"Vivre l'enfance de l'être, c'est ne plus rien savoir, ne plus rien vouloir. C'est être soi-même le mystère..
Vivre, ce n'est plus alors traverser la vie, c'est être la vie, son courant inattendu, sans intention.
Bien sûr, il y a la vie quotidienne qui s'organise matériellement mais quand le cœur est un désert où plus rien ni personne ne se désire, il n'y a plus d'attente, plus de souci du lendemain. La peur de mourir n'existe plus, car il n'y a plus personne à préserver.
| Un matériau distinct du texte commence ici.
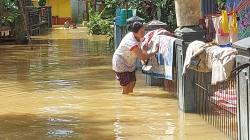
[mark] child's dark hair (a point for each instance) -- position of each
(135, 26)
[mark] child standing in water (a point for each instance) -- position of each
(125, 56)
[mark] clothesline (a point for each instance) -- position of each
(241, 6)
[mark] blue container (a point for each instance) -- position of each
(121, 16)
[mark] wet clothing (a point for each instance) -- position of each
(123, 58)
(125, 77)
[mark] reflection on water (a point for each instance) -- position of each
(62, 87)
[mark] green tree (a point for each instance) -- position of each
(9, 11)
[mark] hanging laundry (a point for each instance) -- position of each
(233, 28)
(224, 28)
(161, 65)
(204, 57)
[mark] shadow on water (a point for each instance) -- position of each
(33, 127)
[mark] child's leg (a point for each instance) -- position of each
(126, 89)
(131, 86)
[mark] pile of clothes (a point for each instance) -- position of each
(209, 57)
(226, 99)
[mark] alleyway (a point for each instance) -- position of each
(62, 87)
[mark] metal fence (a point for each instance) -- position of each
(217, 104)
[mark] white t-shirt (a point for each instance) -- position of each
(123, 58)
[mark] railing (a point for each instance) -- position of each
(217, 104)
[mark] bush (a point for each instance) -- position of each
(8, 12)
(97, 25)
(42, 2)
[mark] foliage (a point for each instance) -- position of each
(42, 2)
(8, 12)
(97, 25)
(168, 15)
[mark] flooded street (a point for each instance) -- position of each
(62, 87)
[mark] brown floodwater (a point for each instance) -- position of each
(62, 87)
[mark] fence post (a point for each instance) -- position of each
(243, 88)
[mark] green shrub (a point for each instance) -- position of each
(97, 25)
(8, 12)
(42, 2)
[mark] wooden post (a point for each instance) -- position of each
(23, 18)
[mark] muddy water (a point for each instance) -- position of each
(63, 88)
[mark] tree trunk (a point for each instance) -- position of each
(22, 32)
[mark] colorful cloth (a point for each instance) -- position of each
(244, 17)
(123, 59)
(161, 65)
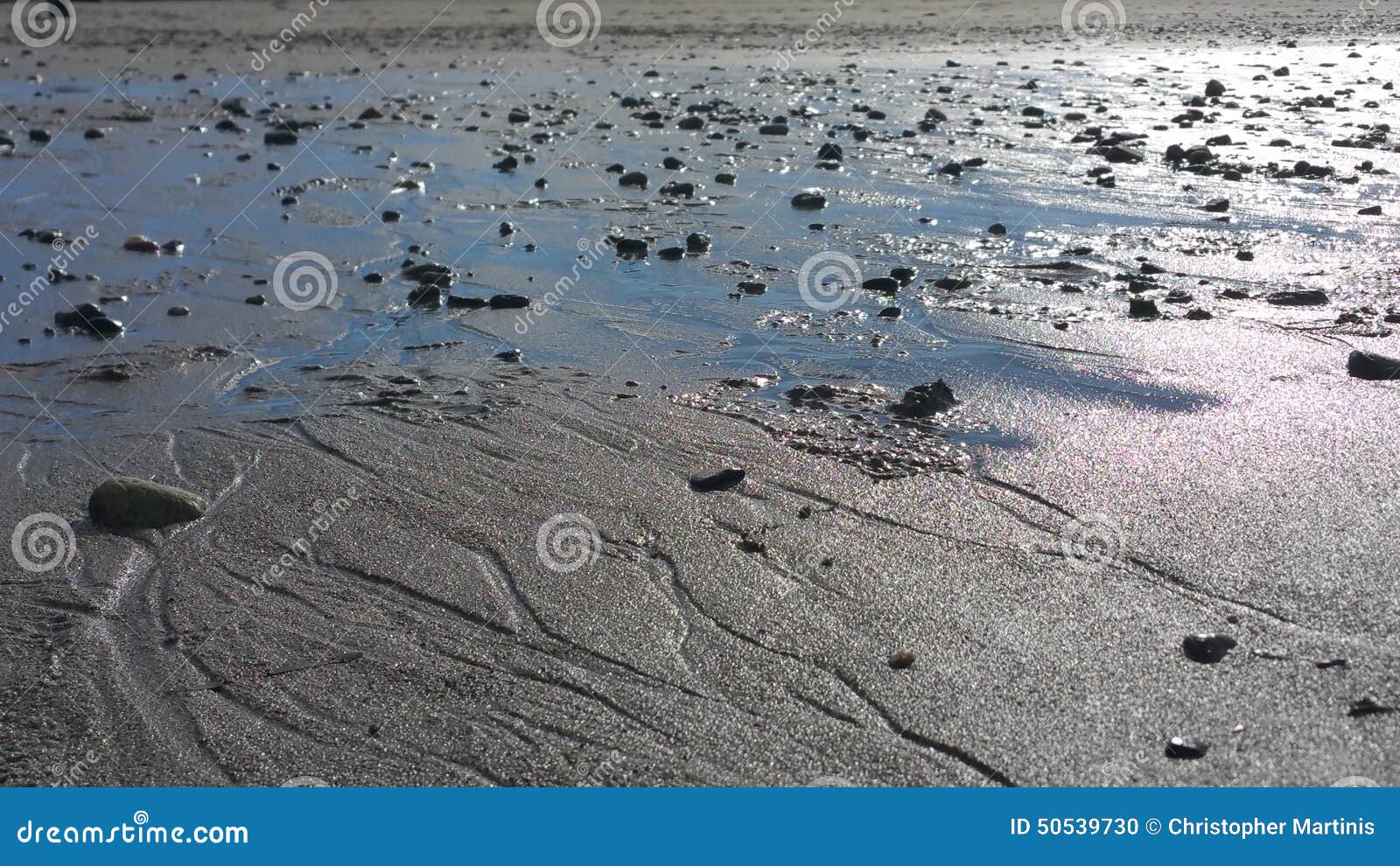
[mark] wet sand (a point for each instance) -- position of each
(513, 581)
Il peut y avoir comme des réflexes de "survie" mais ils n'ont pas de prise sur le silence qui règne désormais en maître. Voir simplement ces réflexes les font instantanément disparaître dans le silence.
Qu'est-ce qui m'empêche de vivre l'enfance, la fraîcheur de mon être sinon la croyance tenace d'être quelqu'un de bien particulier. Se croire quelqu'un (de bon ou de mauvais), c'est entrer dans l'oubli, c'est instantanément perdre confiance en la vie.
Se croire quelqu'un, c'est se prendre au sérieux, c'est quitter instantanément la joie enfantine de ce que je suis et qui n'a pas de cause.
Ce que je suis n'appartient à personne. Ce que je suis n'a pas d'identité. Ce que je suis est immuable et en même temps insaisissable. Ce que je suis, je ne peux l'atteindre ! C'est ce que je ne suis pas qui me fait penser le contraire.
"Qu'est-ce que je peux bien croire sur moi qui me rive encore à l'identité ?"
Si je "me" pense, je m'oublie. Ne plus "me" penser, c'est vivre à chaque instant dans la nouveauté, dans l'émerveillement sans cause de ce que je suis. Et en même temps, suprême paradoxe ! Impossible de me trouver quelque part ! Je n'ai pas d'identité.
Quitter ce que je suis est impossible. Quitter ce que je ne suis pas est possible dès maintenant ! Il suffit de regarder, de voir que mon être est rien et que ce rien est de l'amour sans cause.
Voir qu'à partir du moment où je me pense quelque chose ou quelqu'un, je sors instantanément de l'enfance de mon être véritable et deviens quelqu'un de très important qui prend la place du silence.
Je n'ai aucune importance puisque je ne suis rien ! Et au cœur de ce rien bat un cœur étonnamment vivant qui n'appartient plus à personne mais à la vie même. Tout simplement."